No programa da noite “O Lobo Solitário, da Viva FM, Victor Lobo quebra a solidão dos seus ouvintes, atendendo os seus telefonemas, conversando, ouvindo-os e estabelecendo ligações. Mas nesta noite em que o tema são emoções, uma ligação do passado quer pôr a conversa em dia.

São apenas cerca de 20 minutos, em tempo real (num plano-sequência a reforçá-lo), em que somos levados pela mão (a que segura a câmara) pelos recantos obscuros da natureza humana.

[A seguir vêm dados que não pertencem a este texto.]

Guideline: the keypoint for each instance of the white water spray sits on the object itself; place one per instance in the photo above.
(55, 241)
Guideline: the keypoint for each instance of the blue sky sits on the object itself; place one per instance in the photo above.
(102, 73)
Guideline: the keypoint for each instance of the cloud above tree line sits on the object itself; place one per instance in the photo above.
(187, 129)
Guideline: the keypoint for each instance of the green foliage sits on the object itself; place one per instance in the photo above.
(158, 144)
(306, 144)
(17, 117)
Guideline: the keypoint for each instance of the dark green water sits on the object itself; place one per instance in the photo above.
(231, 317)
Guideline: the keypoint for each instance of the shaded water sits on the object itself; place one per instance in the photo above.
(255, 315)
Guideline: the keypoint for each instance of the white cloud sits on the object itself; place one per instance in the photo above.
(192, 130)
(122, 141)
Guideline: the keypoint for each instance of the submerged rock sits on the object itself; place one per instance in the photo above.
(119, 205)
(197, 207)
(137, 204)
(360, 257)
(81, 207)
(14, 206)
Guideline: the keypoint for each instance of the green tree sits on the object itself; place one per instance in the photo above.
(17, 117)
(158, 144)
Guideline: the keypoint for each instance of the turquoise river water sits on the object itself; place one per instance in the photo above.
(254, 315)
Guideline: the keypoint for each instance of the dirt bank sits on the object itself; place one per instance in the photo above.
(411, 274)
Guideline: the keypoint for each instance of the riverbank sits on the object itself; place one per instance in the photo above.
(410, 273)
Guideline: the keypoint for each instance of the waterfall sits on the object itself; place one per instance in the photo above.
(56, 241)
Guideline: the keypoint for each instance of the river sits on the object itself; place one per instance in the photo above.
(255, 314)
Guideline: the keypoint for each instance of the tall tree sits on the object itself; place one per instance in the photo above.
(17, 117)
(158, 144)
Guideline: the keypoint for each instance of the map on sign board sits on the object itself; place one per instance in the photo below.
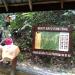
(52, 40)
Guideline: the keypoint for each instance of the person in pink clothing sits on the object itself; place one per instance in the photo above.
(9, 50)
(8, 41)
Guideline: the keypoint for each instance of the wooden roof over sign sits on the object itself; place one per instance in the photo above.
(34, 5)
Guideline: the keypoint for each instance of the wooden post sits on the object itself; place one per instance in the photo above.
(13, 67)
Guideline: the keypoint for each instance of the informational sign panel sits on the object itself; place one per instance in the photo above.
(51, 41)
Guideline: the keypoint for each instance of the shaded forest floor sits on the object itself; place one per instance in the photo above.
(53, 64)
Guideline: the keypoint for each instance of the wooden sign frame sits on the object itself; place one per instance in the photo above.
(48, 28)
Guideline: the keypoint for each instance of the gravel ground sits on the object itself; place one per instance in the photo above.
(38, 70)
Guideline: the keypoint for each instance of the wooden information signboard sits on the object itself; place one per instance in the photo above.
(50, 40)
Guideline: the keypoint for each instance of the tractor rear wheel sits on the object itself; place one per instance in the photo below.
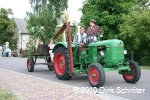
(134, 75)
(96, 75)
(50, 67)
(61, 63)
(30, 64)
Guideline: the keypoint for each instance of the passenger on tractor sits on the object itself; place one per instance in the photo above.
(80, 40)
(93, 30)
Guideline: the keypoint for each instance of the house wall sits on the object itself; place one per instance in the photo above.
(25, 38)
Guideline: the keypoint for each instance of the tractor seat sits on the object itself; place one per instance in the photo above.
(84, 48)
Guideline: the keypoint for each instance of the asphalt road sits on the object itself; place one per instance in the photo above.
(114, 83)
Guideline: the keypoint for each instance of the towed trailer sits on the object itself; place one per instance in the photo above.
(41, 52)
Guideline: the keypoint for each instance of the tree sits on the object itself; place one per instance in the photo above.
(135, 32)
(6, 28)
(45, 13)
(107, 13)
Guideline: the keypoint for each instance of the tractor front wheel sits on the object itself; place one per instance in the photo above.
(30, 64)
(50, 67)
(61, 63)
(134, 75)
(96, 75)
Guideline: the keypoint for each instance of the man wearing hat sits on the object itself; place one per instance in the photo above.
(93, 30)
(51, 46)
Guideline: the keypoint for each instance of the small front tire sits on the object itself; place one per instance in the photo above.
(134, 75)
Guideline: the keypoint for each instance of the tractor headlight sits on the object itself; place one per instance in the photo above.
(125, 52)
(101, 53)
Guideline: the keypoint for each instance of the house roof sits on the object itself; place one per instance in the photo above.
(21, 25)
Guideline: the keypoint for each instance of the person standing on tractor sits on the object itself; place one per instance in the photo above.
(93, 30)
(51, 46)
(80, 40)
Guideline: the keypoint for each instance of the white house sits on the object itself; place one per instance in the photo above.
(21, 33)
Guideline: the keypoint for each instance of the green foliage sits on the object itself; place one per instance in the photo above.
(6, 28)
(37, 32)
(135, 33)
(45, 13)
(107, 13)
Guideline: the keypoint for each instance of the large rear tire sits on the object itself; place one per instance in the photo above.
(134, 75)
(61, 63)
(30, 64)
(96, 75)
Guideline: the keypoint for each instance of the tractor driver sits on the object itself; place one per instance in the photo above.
(93, 30)
(80, 39)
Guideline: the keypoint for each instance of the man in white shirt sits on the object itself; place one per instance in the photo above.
(51, 46)
(80, 39)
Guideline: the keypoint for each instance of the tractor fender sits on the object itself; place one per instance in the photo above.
(61, 44)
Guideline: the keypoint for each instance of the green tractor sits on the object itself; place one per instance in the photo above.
(101, 56)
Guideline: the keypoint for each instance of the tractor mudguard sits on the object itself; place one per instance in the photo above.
(61, 44)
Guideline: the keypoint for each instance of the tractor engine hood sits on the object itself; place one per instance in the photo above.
(108, 43)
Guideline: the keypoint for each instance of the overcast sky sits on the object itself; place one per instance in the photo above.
(19, 7)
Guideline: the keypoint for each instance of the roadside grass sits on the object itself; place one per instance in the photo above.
(6, 95)
(145, 67)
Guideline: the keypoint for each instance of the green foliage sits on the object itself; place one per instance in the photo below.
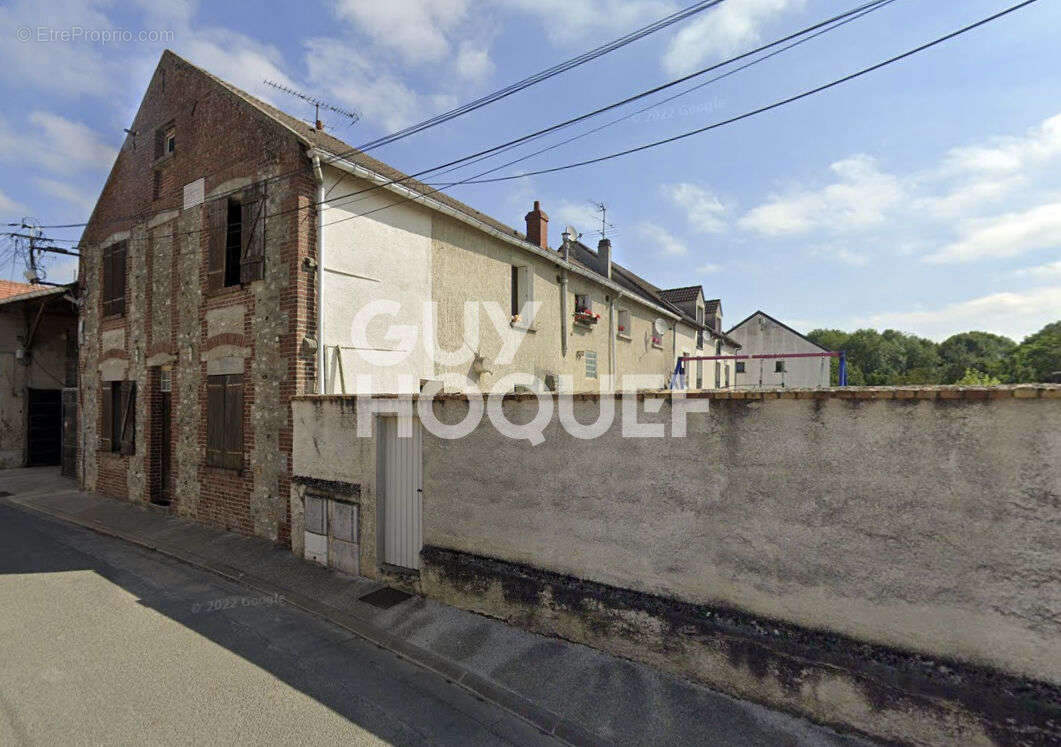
(893, 358)
(975, 378)
(980, 351)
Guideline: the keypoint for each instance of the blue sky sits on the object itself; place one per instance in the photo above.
(925, 196)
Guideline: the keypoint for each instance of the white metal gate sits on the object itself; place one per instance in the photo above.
(402, 490)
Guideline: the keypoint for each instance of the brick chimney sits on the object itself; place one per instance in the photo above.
(604, 257)
(538, 226)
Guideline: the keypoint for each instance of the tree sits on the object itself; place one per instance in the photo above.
(975, 378)
(981, 351)
(1038, 359)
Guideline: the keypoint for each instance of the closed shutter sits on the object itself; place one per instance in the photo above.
(214, 420)
(128, 417)
(233, 421)
(218, 235)
(107, 421)
(253, 250)
(108, 281)
(118, 278)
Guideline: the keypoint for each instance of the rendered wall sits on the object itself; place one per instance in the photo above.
(889, 556)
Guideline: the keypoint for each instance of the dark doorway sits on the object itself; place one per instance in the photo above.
(45, 427)
(70, 432)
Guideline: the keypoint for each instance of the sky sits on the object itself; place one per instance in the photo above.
(924, 196)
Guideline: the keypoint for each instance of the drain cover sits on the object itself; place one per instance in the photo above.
(385, 597)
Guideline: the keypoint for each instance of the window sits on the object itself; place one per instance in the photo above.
(590, 364)
(233, 243)
(118, 409)
(237, 252)
(166, 141)
(114, 279)
(224, 420)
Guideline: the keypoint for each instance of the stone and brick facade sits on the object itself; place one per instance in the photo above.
(175, 327)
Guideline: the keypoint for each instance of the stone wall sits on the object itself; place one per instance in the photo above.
(884, 559)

A primeira coisa que impressiona após a sua visualização, e enquanto rebobinamos mentalmente o filme, é que este é provavelmente o pedaço de ficção mais negro que o Filipe já escreveu. Mesmo já tendo abordado os Nazis e a 2ª Guerra Mundial (em “Dog Mendonça & Pizzaboy“, “Majowski” e “Balada Para Sophie”), a Guerra Colonial (em “Os Vampiros“) e o último desejo de um condenado à morte (em “Sleepwalk“). O estudo da natureza humana (com o que tem de bom, mas principalmente de mau) sempre foi o pilar fundamental da ficção do Filipe. Mas aqui é particular, singular no objecto de estudo e na sua aproximação a ele. Nunca estivemos tão próximo, nas obras do Filipe, dessa dicotomia como aqui.

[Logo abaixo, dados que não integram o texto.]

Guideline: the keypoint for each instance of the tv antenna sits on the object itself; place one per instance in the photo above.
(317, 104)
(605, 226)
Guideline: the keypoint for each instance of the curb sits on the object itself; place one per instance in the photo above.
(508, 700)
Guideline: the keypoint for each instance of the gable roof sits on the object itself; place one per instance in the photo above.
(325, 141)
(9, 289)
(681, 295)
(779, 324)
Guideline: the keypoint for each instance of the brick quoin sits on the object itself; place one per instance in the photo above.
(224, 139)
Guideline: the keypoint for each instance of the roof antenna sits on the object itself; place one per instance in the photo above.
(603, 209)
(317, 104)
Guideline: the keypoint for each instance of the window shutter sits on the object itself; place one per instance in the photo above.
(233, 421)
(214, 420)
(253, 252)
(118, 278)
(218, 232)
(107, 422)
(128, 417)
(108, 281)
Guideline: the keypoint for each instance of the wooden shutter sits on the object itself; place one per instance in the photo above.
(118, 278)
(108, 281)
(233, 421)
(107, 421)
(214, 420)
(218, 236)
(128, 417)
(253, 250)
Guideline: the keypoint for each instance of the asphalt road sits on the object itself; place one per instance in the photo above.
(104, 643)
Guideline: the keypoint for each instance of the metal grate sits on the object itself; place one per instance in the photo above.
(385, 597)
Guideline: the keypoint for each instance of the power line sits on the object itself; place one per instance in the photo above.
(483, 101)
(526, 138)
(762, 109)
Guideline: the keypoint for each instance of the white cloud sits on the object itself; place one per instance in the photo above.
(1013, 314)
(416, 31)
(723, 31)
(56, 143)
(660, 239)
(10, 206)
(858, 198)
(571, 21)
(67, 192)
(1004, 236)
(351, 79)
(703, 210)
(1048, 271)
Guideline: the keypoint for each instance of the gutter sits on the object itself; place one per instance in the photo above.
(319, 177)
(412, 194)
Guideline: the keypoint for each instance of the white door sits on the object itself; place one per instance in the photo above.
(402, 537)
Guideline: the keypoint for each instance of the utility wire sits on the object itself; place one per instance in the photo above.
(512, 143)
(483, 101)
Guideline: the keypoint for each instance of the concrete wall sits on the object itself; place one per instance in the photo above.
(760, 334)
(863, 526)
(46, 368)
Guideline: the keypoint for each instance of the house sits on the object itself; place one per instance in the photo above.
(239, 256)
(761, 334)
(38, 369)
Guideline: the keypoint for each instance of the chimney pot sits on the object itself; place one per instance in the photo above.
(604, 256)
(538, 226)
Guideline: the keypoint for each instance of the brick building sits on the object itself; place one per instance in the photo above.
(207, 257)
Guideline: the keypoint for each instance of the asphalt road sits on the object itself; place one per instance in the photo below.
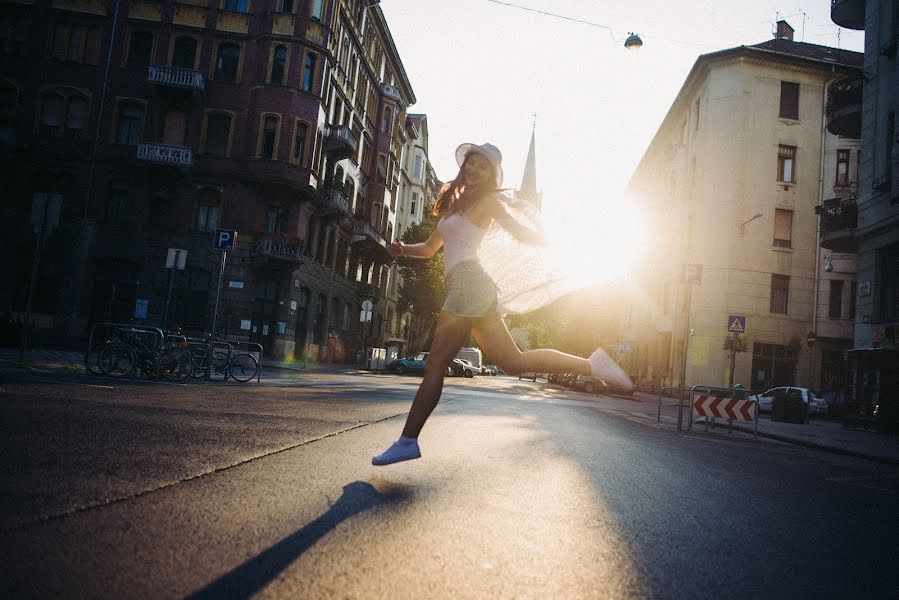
(131, 490)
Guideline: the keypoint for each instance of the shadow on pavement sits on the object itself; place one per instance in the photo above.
(250, 577)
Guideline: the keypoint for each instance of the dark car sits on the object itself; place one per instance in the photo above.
(410, 364)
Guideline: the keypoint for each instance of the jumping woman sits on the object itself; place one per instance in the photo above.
(482, 287)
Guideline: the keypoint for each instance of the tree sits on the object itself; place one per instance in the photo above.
(422, 287)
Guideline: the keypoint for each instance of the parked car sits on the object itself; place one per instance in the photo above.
(595, 385)
(817, 405)
(463, 368)
(411, 364)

E, a reforçar essa aproximação, mais do que o conteúdo é importante a forma. Neste caso o magnífico trabalho do plano-sequência, um dos melhores que já vi (e vocês sabem como eu gosto de planos-sequência). A forma como a câmara se move, no seu ritmo mais ou menos célere, mais ou menos próximo, mais ou menos atento aos pormenores, reforça a narrativa e torna-nos parte dela. É aí que percebemos que aqui, neste pequeno grande filme, somos o contraponto, a outra parte da natureza humana. Somos a sua consciência e o seu juiz. Daí eu dizer que este é o seu pedaço de ficção mais negro, porque o contaponto à negatividade não está nele, somos nós. E o Filipe nunca depositou tanta confiança nos leitores/espectadores/ouvintes como aqui.

Claro que para tudo isto funcionar, a entrega é fundamental. E todos os intervenientes fizeram aqui um trabalho excepcional. Adriano Luz é monstruoso, na concentração e na entrega, na dedicação e no tom variável que imprime a Victor Lobo. E o restante elenco, os que vemos e os que só ouvimos também: António Fonseca, Maria João Pinho (aquela a quem nos agarramos moralmente), Márcia Breia, Custódia Gallego e todos os outros que temos de estar atentos para identificar (sim, Nuno Markl e Bruno Nogueira, companheiros de tantas aventuras, também andam por aqui). A coreografia narrativa é exemplar, nos tempos, nos movimentos, nos sons. O Filipe soube, como sempre, encontrar as melhores pessoas (e amigos) para a tarefa a cumprir.

E tecnicamente o filme é prodígioso. A fotografia de Vasco Viana (pelas razões que já apontei) sustenta-o, não só pelo trabalho de câmara, mas também pela iluminação realista e contida. A direcção artística de Juan Cavia é fundamental para a execução técnica dessa mesma fotografia (mais até pelo que não vemos do que pelo que vemos). A música, do próprio Filipe Melo com The Legendary Tigerman, é desprovida de ego e serve exemplarmente a narrativa, a ponto de nos sublinhar as emoções sem percebermos que ela lá está. O exímio trabalho de som de Dillon Bennett e Bruno Garcez, fundamental quando só vemos metade da maioria da acção. Tudo aqui é trabalho de primeira linha, que não envegonha quando comparado com o que se faz ‘lá fora‘. Filipe Melo consegue sempre a proeza de nos tornar menos pequeninos nesse aspecto (e em tudo o que faz).

Concluindo, “O lobo Solitário”, com os seus 22 minutos, sabe a tanto mais. Há tanto pormenor, mais ou menos subtil, tanto movimento, tanta emoção, que mal acabou tive vontade de o rever imediatamente, mais do que uma vez, para absorver tudo o que me escapou à primeira. Até que o consiga fazer, é fundamental que mais o façam, agora (o filme é exibido novamente esta noite do Cinema Ideal em Lisboa, inserido na programação do Festival Internacional de Curtas Metragens de Vila do Conde) ou quando for lançado em grande escala. O filme é intenso, envolvente e emocionalmente forte, além de transbordar de inteligência, bom gosto e competência. É do Filipe Melo, portanto.